On the naturalistic study of the linguistic behavior of artificial intelligence

This is draft material from the introduction of a working paper I’m about to finish: Discursive Competence in ChatGPT, Part 1: Talking with Dragons.

* * * * *

When I started playing with ChatGPT on December 1, 2022, I had no specific intentions. I wanted to poke around, see what I could see, and then...As I said, I had no specific intentions. I certainly did not intend to spend hours interacting with it to produce a Microsoft Word document currently (1.1.22) containing 59,197 words of transcripts – the vast majority from ChatGPT – on 173 pages.

One of the earliest things I did with ChatGPT – not THE first, it was my third session, on December 1, 2022 ¬– was to dialog about Steven Spielberg’s Jaws and the ideas of Rene Girard. I took that and wrote it up for 3 Quarks Daily.[1] Then I had some fun with “Kubla Khan,” quizzed it about trumpets, had a long session about Gojira/Godzilla, and then returned to Spielberg, this time to A.I. Artificial intelligence. By this time I was developing a feel for how ChatGPT responded. Both the Jaws and the A.I. posts are included in this paper.

I became a bit more systematic, looking for things, testing them out. That led to a post with a rather baroque title, Of pumpkins, the Falcon Heavy, and Groucho Marx: High level discourse structure in ChatGPT,[2] which I’ve also included in this paper. In that post I advanced the argument that there are parameters in the language model that govern ligher level discourse structures independently of the specific words and strings that realize them.

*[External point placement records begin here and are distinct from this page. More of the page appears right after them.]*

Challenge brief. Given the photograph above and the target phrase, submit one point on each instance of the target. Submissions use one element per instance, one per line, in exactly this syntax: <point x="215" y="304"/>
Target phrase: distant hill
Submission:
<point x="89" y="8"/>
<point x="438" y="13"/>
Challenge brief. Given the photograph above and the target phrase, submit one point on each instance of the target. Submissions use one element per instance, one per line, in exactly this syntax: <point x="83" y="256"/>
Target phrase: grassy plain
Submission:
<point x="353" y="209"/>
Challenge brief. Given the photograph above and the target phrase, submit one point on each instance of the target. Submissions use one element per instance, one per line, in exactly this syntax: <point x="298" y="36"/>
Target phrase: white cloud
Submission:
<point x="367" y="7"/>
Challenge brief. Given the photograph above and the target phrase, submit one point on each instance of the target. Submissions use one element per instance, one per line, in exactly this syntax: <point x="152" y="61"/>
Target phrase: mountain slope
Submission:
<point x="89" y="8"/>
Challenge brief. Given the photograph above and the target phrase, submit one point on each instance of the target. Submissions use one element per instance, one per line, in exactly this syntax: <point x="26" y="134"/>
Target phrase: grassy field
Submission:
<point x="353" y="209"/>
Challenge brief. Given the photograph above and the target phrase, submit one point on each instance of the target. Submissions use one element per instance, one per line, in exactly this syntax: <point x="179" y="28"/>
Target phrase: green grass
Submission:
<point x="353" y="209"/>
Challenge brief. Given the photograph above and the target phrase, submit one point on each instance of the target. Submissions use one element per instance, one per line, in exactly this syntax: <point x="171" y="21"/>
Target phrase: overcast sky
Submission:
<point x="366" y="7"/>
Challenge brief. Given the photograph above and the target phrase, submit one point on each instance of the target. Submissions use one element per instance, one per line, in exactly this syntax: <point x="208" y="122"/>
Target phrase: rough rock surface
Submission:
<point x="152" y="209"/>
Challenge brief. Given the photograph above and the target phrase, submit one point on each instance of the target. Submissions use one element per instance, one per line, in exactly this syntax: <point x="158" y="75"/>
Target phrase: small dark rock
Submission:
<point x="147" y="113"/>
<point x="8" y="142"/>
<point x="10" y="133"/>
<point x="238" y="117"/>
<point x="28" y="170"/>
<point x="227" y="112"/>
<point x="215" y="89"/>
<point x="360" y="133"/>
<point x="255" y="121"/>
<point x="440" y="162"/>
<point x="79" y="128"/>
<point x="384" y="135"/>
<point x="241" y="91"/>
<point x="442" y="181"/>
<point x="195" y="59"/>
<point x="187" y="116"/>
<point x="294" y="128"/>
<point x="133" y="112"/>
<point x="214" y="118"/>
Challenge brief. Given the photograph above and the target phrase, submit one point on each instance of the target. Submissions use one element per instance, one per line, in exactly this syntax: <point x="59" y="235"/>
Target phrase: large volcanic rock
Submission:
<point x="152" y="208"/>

The alternation pattern is something like this:
A, B, A, B....
That can be repeated as often as one will. The text in the A sections is always drawn from one body of material while the text in the B sections is drawn from a different body of material. That’s the pattern ChatGPT has learned. Where is it in the net? How’s it encoded.
The frame structure is a bit more complicated:
A (B, C, B, C....) A’
The embedded alternation draws on two bodies of material, any two bodies. The second part of the frame, A’, must complement the first, A.
Again, it’s not a complex structure. But it’s not defined directly over particular words. It’s defined over groups of words, placing the groups, not the individual words, into specified relationships in the discourse string.

I then suggested that the patterns I had identified in Jaws and A.I. where similar, but, if anything, more complex.

I had become all but convinced that ChatGPT had explicit control over high-level aspects of its discourse. Here humans make statements like those, we take it as obvious that they have some “grammar” of high-level discourse structures. Narratologists, linguists, and psycholinguists study them. But ChatGPT is not a human. It is, shall we say, a machine, a machine that was trained to guess the next word, word after word after word....and so forth, for jillions of texts. All that’s in there is statistics about those texts. It’s a “stochastic parrot”, as one well-know paper argued.

Perhaps, in a sense, that is a true. But it is also terribly reductive and, I have come to believe, all but beside the point. Large language models issue one word at a time for the same reason that humans do: That’s the nature of the communication channel, and tells us relatively little about the device that is pushing words through the channel. LLMs develop rich and complicated structures of parameter weights during the training process. Yes, those structures are statistical in nature, but they are also structures. Perhaps there are aspects of those structures that we can investigate without having to “open the hood” and examine parameter weights.

I made that suggestion in a post, Abstract concepts and metalingual definition: Does ChatGPT understand justice and charity?, also included in this paper.[3] Chomsky famously distinguished between competence and performance, where the study of linguistic performance is about the mechanism that produces and understands texts while the study of linguistic competence is about the structure of the texts independent of underlying mechanisms. When I analyze ChatGPT’s output, as I have been doing for the past month, I am investigating its competence. When researchers pop the hood and examine parameter weights, they are investigating performance mechanisms. I further suggest that a better understanding of an LLM’s competence will aid in studying those performance mechanisms by giving us clues about what they are doing.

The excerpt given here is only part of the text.